Southeastern Section - 63rd Annual Meeting (10–11 April 2014)

Paper No. 4
Presentation Time: 2:05 PM

STRUCTURE OF THE NORTHEAST END OF THE MOUNTAIN CITY WINDOW, VIRGINIA–NORTH CAROLINA–TENNESSEE


MERSCHAT, Arthur J., Eastern Geology and Paleoclimate Science Center, U. S. Geological Survey, MS 926A, Reston, VA 20192, SOUTHWORTH, Scott, U.S. Geological Survey, MS 926A National Center, Reston, VA 20192-0001 and HOOPER, Seth I., Geology and Geophysics, University of Alaska Fairbanks, 3484 Rosie Creek Rd, Fairbanks, AK 99708, amerschat@usgs.gov

Recent field studies in the Grayson, Konnarock, Troutdale, and Middle Fox Creek 7.5–minute quadrangles in VA, NC, and TN provide important constraints on the structural and stratigraphic relationships at the northeast end of the Mountain City window, and the overriding Blue Ridge thrust sheet (BRTS). The northeast end of the Mountain City window is framed on the southeast by the Catface fault, part of the Stone Mountain fault system. Framing the window on the northwest, the Iron Mountain fault is a discrete, brittle, bedding–parallel fault.
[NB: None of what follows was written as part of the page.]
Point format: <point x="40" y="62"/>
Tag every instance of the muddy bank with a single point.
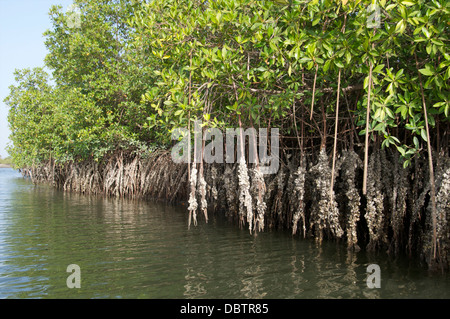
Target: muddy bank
<point x="394" y="215"/>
Collectively, these faults form the base of the BRTS and become the Holston Mountain fault on the northwest flank of the Shady Valley thrust sheet (SVTS). Rocks in the northeast end of the Mountain City window are weakly to moderately cleaved and constitute an antiformal syncline that plunges 20°, N 65° E. Overturned Konnarock and Unicoi formations in the window require a ramp–flat geometry in the hanging wall of the SVTS. The Catface fault is interpreted as equivalent to the Stone Mountain fault proper as they both occupy identical structural positions at their type localities. The intensity of deformation within the Pond Mountain volcanic center is atypical of the Mountain City window and the segment of the Stone Mountain fault on the southeastern flank of the volcanic center is instead correlated with the multiple greenschist–facies, high–strain zones that crosscut the BRTS. Undulose quartz, fractured feldspars, and mylonitic foliations from the Catface fault indicate top–to–the–NW motion, and ductile deformation near ~300° C along the base of the BRTS on the southeast side of the window. The Stone Mountain fault was not recognized northeast of Troutdale, VA. Instead, a continuous NW–dipping section of Mesoproterozoic basement, Mount Rogers and Konnarock formations, and Chilhowee Group was recognized. The SVTS, which includes the Stony Creek syncline cored by Ordovician rocks, is connected to the BRTS. The southeast flank of the Mountain City window may have acted as a footwall ramp that caused deformation in the BRTS to change from ductile to the southeast to brittle deformation to the northwest.